皆さま、随分と更新が滞っているこんなブログにコメントを頂き、ありがとうございます。
これから、コメントで頂いた質問の中から「これは!」というものは返答を記事にしていきます。

最初に紹介したい質問は、
「剣道は左手が重要だと言われます。ですが、私は右腕の方が太いです。これは変な癖がついてしまっているからですか?」
という質問。



確かに、剣道は左手が非常に重要だ。基本的に左手は常に体の中心線に位置していないといけない。これは構えているときのみならず、打突時も体の中心線に左拳があるのが通常だ(この原則が適用されない特殊な技もある)。

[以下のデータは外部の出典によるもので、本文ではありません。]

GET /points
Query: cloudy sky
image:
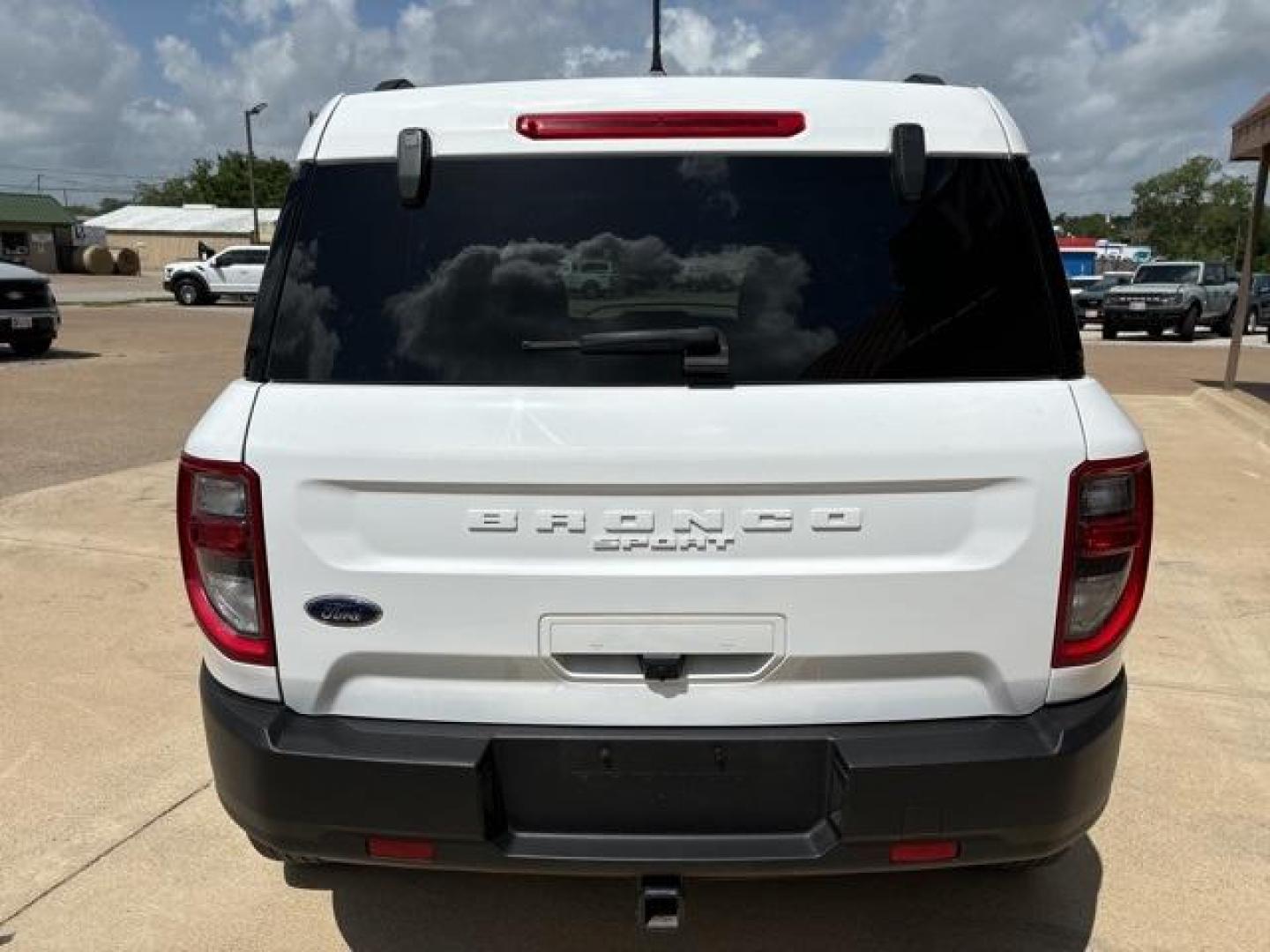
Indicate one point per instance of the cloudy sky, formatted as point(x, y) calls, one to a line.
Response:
point(1106, 90)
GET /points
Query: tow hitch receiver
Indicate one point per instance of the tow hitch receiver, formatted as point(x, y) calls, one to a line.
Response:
point(661, 903)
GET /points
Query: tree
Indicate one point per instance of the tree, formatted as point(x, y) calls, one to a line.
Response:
point(1194, 211)
point(222, 183)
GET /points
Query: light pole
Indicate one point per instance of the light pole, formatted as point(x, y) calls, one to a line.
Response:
point(250, 170)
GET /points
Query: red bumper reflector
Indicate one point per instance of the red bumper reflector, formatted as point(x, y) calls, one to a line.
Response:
point(394, 848)
point(930, 851)
point(661, 124)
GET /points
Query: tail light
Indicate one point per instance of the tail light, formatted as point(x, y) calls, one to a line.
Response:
point(222, 555)
point(661, 124)
point(1105, 557)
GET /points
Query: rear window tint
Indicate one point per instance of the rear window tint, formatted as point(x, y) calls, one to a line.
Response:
point(810, 265)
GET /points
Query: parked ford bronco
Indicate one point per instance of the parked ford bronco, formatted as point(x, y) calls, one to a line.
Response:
point(827, 570)
point(1172, 294)
point(235, 271)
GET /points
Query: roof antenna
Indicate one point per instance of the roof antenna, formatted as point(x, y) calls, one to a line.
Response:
point(657, 69)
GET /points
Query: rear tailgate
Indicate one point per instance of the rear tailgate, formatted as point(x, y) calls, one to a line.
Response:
point(819, 554)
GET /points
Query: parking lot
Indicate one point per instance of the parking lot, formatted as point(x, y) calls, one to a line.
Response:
point(113, 838)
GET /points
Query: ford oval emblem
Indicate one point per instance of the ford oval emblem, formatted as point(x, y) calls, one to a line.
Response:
point(343, 611)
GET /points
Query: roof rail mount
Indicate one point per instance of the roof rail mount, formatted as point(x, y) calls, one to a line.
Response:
point(415, 167)
point(400, 83)
point(908, 161)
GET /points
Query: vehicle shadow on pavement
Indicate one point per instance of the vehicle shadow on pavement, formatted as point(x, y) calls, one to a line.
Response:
point(1050, 909)
point(8, 355)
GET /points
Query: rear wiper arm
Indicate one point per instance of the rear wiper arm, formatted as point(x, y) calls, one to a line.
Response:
point(705, 349)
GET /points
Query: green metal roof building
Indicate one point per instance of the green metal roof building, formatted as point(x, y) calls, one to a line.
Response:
point(34, 231)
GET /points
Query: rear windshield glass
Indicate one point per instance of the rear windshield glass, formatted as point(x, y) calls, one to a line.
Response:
point(1168, 274)
point(811, 267)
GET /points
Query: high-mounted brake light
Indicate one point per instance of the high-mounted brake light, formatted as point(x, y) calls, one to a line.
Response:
point(1105, 557)
point(222, 556)
point(661, 124)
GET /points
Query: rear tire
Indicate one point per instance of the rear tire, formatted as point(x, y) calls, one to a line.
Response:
point(1186, 328)
point(32, 346)
point(188, 294)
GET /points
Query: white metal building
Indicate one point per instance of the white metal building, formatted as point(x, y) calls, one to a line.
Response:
point(161, 234)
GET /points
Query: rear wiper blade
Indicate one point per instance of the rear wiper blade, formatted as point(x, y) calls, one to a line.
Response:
point(705, 349)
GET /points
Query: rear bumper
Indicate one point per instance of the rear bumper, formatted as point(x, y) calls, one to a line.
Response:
point(728, 801)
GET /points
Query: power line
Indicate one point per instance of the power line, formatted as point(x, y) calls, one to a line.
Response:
point(101, 190)
point(86, 172)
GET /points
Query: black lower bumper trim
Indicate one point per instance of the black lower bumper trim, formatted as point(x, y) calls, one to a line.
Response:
point(721, 801)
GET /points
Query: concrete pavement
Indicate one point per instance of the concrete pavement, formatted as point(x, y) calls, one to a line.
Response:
point(122, 386)
point(108, 288)
point(113, 839)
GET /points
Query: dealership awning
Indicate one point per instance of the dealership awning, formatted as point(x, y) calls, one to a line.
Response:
point(1250, 141)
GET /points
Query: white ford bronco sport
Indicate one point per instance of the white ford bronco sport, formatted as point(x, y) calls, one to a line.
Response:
point(826, 569)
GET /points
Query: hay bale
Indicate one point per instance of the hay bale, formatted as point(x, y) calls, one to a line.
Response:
point(126, 260)
point(93, 259)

では右腕は?右腕は全く別である。「横から小手」や「フェイントから裏の面」などの技は、体の中心線から左右に随分と動く。右腕の方が動かす範囲が広いということだ。
これは基本的な技においても言えることで、例えば、飛び込み面の腕の動きも、左手は「ほぼ伸ばすだけ」、右手は「曲げて・伸ばす」という動きをしている(動きを再現して確認してほしい)。つまり、竹刀を振る(曲げて・伸ばす)動きを司っているのは右腕だということだ。
ということは両腕の負荷においても、当然、右腕の方が負荷が高いということになる。右腕の方が太くなるのは自然なことなのだ。
右腕の方が太くてちょっと心配な人は全く気にしなくてよい。そのまま稽古に精進してほしい。(どうでもよい情報だが、私自身も右腕の方が完全に太い。大学の仲間も大多数がそうだった)
ちなみに左手の方が重要だという固定概念で左手のみの片手素振りを行っている人も多いように思う。絶対に右手の方も鍛えよう。
「左手が重要」というのはパワーのことではなくて、「常に中心に置いておく」という意味なんですね。